Smartphone-based electrochemical devices have such advantages as the low price, miniaturization, and obtaining the real-time data. As a popular electrochemical method, cyclic voltammetry (CV) has shown its great practicability for quantitative detection and electrodes modification. In this study, a smartphone-based CV system with a simple method of electrode modification was constructed to perform electrochemical detections. The system was composed of these main portions: modified electrodes, portable electrochemical detector and smartphone. Among them, the detector was comprised of an energy transformation module applying the stimuli signals, and a low-cost potentiostat module for CV measurements with a Bluetooth module for transmitting data and commands. With an Application (App), the smartphone was used as the controller and displayer of the system. Through controlling of different scan rates, the smartphone-based system could perform CV detections for redox couples with test errors less than 3.8% compared to that of commercial electrochemical workstation.

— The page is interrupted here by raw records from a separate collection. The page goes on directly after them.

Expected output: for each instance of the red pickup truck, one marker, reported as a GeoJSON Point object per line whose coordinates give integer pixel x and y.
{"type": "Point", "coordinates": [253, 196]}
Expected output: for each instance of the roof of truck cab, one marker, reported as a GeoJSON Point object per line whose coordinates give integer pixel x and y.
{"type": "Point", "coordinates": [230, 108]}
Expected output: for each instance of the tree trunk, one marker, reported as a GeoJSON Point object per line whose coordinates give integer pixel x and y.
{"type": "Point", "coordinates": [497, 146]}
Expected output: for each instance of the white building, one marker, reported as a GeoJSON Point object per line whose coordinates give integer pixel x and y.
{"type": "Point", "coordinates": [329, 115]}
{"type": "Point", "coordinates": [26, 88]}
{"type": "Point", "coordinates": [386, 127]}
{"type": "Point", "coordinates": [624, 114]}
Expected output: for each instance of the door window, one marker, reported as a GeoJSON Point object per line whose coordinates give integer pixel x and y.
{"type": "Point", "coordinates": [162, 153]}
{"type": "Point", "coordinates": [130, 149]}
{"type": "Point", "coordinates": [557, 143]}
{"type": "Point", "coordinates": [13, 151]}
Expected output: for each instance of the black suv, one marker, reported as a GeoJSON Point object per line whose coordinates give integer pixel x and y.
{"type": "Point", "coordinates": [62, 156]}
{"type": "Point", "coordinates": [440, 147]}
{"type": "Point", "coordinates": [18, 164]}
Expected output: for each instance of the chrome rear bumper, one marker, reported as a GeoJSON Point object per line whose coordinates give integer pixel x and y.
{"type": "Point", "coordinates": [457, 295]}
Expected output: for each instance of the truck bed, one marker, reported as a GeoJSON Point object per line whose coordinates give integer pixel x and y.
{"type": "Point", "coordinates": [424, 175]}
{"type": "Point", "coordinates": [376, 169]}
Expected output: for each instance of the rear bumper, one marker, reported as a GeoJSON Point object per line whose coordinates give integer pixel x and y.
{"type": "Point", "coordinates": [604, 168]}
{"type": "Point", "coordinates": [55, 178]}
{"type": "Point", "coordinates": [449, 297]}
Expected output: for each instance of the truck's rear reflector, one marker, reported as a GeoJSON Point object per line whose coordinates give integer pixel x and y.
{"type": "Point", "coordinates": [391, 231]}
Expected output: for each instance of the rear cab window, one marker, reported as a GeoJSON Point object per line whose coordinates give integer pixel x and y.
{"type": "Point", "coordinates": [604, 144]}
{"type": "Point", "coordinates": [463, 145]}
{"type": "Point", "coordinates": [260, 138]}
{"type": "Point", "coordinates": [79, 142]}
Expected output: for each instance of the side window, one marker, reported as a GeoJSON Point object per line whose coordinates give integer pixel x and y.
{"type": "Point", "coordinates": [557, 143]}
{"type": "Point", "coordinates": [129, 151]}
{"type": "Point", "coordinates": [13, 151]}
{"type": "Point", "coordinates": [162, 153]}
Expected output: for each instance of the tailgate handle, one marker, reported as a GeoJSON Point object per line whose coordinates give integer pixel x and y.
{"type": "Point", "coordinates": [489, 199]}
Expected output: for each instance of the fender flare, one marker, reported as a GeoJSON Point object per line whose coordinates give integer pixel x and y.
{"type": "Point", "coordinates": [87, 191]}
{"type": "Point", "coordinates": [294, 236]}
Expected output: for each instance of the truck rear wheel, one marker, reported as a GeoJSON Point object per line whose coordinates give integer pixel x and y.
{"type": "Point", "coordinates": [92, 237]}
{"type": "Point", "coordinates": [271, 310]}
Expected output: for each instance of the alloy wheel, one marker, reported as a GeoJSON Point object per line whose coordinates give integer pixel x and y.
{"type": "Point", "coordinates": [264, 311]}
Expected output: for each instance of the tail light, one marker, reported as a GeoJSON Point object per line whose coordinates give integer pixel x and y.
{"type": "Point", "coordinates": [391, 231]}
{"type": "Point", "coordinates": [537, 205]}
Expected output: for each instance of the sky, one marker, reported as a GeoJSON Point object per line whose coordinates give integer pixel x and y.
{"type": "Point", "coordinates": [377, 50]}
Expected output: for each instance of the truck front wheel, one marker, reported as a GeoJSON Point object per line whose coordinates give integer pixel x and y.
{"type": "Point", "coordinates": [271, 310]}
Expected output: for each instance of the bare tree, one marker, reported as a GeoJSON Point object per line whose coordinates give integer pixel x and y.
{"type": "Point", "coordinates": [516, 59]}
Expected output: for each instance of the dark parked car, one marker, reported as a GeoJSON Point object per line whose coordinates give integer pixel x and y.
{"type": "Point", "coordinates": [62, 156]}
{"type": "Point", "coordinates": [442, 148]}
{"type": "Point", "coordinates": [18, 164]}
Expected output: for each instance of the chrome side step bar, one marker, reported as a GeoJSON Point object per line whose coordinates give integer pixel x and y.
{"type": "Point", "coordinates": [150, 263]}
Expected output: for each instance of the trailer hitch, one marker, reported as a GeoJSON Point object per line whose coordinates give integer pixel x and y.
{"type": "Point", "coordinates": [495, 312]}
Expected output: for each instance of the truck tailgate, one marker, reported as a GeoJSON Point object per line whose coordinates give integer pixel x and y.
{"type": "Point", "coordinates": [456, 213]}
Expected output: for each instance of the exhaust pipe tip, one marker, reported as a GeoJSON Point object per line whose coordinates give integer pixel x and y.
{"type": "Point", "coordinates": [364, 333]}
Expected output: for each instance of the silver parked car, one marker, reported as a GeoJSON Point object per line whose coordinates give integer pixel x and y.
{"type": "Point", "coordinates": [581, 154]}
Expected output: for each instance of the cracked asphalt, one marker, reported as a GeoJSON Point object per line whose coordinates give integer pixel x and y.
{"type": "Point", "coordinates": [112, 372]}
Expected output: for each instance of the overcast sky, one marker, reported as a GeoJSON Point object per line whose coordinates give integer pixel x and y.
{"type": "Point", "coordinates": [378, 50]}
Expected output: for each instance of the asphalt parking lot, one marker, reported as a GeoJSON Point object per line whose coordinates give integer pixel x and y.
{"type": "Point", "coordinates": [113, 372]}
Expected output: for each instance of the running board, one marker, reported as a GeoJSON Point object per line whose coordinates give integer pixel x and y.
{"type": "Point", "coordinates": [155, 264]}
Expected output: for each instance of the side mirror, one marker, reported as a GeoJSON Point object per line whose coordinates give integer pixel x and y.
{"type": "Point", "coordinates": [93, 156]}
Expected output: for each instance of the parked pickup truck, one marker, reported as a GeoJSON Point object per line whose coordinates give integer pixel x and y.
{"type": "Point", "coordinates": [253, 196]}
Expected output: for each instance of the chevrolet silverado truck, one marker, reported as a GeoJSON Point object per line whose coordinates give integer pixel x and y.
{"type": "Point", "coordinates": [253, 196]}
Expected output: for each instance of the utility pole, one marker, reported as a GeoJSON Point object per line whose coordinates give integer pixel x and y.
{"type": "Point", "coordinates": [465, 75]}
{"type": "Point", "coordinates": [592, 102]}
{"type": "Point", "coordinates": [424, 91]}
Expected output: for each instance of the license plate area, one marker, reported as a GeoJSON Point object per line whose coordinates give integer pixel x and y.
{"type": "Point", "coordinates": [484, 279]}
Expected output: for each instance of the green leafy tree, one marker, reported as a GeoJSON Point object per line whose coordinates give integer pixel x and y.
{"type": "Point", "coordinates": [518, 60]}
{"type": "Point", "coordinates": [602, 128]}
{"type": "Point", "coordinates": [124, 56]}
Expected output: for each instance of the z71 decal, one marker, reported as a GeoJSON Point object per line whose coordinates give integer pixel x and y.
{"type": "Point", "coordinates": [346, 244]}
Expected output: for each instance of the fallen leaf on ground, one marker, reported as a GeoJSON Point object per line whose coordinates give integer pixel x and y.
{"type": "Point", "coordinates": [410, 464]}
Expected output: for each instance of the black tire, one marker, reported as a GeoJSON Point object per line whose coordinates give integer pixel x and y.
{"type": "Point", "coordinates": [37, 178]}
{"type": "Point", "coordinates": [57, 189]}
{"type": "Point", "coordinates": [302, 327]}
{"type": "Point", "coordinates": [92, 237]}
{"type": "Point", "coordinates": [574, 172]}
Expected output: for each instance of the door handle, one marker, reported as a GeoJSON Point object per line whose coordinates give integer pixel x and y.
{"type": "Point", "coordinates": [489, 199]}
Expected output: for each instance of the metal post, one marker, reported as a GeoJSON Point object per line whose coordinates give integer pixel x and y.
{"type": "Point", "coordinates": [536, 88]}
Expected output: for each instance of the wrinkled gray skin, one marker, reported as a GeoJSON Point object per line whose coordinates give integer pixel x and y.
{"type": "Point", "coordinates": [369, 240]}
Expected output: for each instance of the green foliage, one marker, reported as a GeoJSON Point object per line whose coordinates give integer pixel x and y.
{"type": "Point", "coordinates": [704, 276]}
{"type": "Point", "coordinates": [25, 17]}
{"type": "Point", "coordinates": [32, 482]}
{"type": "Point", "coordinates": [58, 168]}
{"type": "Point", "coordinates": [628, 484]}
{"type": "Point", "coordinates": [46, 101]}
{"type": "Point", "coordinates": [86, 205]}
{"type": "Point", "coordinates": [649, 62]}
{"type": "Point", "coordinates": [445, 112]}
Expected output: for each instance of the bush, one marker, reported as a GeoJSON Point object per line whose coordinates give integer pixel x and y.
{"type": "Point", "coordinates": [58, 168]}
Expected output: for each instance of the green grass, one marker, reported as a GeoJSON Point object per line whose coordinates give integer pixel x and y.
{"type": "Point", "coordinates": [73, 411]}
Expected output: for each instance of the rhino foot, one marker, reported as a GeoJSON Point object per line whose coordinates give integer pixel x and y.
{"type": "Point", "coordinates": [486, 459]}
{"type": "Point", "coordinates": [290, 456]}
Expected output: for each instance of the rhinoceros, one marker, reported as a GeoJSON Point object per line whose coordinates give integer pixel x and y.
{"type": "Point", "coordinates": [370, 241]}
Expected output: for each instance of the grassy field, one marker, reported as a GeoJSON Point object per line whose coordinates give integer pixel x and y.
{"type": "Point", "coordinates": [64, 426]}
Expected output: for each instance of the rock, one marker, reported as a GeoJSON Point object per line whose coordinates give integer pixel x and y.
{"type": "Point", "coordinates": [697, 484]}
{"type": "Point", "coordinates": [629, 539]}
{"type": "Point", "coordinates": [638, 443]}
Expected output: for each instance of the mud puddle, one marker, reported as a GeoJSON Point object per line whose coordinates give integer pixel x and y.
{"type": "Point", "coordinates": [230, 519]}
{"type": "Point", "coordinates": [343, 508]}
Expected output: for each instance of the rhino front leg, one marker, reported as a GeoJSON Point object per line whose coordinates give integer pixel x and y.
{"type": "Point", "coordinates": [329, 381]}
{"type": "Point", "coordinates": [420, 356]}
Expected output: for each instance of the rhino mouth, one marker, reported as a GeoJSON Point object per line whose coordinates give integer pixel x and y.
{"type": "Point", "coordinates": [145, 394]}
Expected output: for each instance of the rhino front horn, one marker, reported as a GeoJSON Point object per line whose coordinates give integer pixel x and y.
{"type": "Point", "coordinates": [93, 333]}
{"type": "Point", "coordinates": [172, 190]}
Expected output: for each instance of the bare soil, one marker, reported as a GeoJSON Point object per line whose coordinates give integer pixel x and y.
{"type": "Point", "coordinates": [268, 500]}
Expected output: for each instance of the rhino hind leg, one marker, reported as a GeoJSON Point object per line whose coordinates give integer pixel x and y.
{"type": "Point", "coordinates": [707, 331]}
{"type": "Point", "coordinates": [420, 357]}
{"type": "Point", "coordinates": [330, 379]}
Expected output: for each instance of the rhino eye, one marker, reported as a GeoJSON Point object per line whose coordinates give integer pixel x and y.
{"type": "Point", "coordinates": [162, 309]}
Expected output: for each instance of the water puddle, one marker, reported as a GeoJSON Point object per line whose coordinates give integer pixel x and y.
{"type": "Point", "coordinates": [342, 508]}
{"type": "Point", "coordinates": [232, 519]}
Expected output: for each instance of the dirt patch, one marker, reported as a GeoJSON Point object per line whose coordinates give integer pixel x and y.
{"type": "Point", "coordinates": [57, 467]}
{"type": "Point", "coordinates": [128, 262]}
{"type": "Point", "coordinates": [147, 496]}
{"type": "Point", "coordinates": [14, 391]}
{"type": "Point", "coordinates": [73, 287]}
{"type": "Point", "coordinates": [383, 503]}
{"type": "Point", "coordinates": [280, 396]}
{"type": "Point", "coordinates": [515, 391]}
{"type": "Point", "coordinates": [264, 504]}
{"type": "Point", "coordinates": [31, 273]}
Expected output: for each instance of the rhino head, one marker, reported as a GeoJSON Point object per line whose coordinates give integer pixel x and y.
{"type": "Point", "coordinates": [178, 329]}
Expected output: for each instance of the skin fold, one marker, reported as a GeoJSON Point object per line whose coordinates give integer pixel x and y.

Also, the reduced graphene oxide (rGO) and sensitive substance could be modified by the system on the screen printed electrodes for detections. As a demonstration, 3-amino phenylboronic acid (APBA) was used as the sensitive substance to fabricate a glucose sensor. Finally, the experimental data of the system were shown the linear, sensitive, and specific responses to glucose at different doses, even in blood serum as low as about 0.026mM with 3δ/slope calculation. Thus, the system could show great potentials of detection and modification of electrodes in various fields, such as public health, water monitoring, and food quality.